In our last Number Cruncher, we discussed how SM Energy Company (SM:NYSE), Kroger Company (KR:NYSE), & Lockheed Martin Corporation (LMT:NYSE) are companies with compelling valuations based on modest future growth value (FGV) to enterprise value (EV).


SM Energy Company currently has an SP Score of 72, which has increased significantly by 8 in the past 90 days. The score encompasses a performance score of 71.8 and a risk score of 28.1. SM Energy’s strongest factors compared to its peers are value and growth with respective scores of 81 and 70. Although sales have decreased in the past year, the company’s 5-year average sales growth is 25.6%. Additionally, their dividend yield increased by 82.8% in the past year.



The economic performance section of SM Energy’s executive summary exhibits the company’s sudden shift in the past couple of years. Notably, their net operating profit after taxes (NOPAT) has increased exponentially in just a few years going from 14 million in December 2020 to 850 million in December 2023. The sudden changes are also reflected in the return on capital and economic value-added metrics. Thus, the Price to Earnings Ratio is currently 6.5, significantly lower than its 5-year average of 35.4. If SM Energy can sustain these numbers going forward, this could represent an interesting value opportunity for investors.



The Kroger Company currently has an SP Score of 75 which has increased by 5 in the past 90 days.
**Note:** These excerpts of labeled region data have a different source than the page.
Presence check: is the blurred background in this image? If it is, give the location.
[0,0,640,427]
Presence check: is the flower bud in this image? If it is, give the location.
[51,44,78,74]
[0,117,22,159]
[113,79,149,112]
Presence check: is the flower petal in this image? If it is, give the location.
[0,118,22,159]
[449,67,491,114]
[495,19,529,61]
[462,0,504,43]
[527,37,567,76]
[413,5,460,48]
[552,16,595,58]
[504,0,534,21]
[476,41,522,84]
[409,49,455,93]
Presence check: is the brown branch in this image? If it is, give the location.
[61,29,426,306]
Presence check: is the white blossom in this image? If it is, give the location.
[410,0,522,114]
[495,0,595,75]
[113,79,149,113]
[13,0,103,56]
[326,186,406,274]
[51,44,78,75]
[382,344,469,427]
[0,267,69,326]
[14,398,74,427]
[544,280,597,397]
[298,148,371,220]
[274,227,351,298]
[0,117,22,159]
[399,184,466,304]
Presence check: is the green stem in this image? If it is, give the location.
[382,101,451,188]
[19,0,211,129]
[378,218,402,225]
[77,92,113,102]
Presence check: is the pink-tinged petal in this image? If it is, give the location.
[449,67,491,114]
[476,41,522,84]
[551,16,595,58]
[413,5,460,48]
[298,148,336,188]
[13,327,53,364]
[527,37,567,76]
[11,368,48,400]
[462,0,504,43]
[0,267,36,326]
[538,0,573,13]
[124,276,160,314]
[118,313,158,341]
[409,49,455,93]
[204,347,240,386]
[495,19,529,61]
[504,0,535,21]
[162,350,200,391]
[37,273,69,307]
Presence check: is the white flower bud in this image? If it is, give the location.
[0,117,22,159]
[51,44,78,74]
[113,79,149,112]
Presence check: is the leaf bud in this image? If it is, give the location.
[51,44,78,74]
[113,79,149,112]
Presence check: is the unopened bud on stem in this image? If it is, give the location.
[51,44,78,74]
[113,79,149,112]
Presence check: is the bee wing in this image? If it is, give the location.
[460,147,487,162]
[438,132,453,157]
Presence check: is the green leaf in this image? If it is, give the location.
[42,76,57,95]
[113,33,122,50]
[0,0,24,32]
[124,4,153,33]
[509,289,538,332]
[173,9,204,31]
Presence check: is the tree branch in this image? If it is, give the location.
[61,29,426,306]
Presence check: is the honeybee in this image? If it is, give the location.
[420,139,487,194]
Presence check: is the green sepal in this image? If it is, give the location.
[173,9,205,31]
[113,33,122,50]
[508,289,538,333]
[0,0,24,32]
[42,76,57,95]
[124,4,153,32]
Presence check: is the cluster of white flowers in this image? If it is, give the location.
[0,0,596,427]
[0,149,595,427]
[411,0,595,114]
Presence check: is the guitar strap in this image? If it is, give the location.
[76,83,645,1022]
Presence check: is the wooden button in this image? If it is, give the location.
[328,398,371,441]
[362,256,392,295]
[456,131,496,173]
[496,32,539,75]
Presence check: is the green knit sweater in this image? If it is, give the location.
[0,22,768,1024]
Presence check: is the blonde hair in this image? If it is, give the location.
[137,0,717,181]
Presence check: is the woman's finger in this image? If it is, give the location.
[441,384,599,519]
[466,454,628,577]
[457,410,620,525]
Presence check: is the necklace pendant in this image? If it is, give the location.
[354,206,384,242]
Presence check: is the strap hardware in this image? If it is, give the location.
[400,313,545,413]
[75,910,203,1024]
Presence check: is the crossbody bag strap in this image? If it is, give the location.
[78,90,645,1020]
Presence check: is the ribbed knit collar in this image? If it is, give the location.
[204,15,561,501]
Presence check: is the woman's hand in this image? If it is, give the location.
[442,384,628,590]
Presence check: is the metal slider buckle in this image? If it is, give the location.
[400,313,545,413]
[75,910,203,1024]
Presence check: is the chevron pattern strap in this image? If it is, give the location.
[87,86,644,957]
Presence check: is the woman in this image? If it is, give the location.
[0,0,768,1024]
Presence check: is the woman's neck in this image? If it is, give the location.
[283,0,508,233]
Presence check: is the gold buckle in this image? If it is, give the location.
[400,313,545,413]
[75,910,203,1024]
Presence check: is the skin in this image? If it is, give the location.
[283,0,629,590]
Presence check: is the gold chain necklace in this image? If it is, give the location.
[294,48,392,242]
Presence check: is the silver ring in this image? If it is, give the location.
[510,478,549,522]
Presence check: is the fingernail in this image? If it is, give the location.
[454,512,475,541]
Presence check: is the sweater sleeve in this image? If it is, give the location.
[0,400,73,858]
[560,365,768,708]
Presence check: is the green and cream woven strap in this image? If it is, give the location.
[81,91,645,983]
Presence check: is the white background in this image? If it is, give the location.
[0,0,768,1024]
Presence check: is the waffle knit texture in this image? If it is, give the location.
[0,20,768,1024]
The SP Score is based on a performance score of 75.3 and a risk score of 23.0. Currently, Korger’s top factors are quality, scoring 77, and volatility, scoring 68. Thus, the company has shown steady growth in sales and dividend with 5-year averages of 5.3% and 2.3% respectively and low volatility measured by a beta of 0.51.


The performance vs risk chart places Kroger far ahead of its peers based on the best combination of high performance and low risk. The company has consistently increased its return on capital in recent years, sitting at 13.1% as of January 2024. Additionally, their Market Value Added (MVA) has nearly doubled in the past year to 39.5M, which is in the 97th percentile of their sector. Kroger continues to be a strong consumer staple company leading its peers at a compelling valuation.


Lockheed Martin Corporation’s current SP Score is 77, growing by 1 in the past 90 days. Their performance score is 81.9 and their risk score is 23.8. The company’s strongest factors compared to its peers are quality and yield with respective scores of 81 and 59. Lockheed Martin’s dividend yield growth has averaged 5.1% in the past 5 years with a current payout of 47.8%.

Lockheed Martin’s is demonstrating strong shareholder value based on our intrinsic value estimates, which use the Economic Value Added (EVA) framework. When analysing the last 12 quarter values displayed in StockPointer’s executive summary, LMT’s price to intrinsic value in December 2023 was 0.56, the lowest it has been in the past 5 years. This is in part due to their consistent return on capital combined with a decreasing cost of capital. These metrics could indicate compelling value.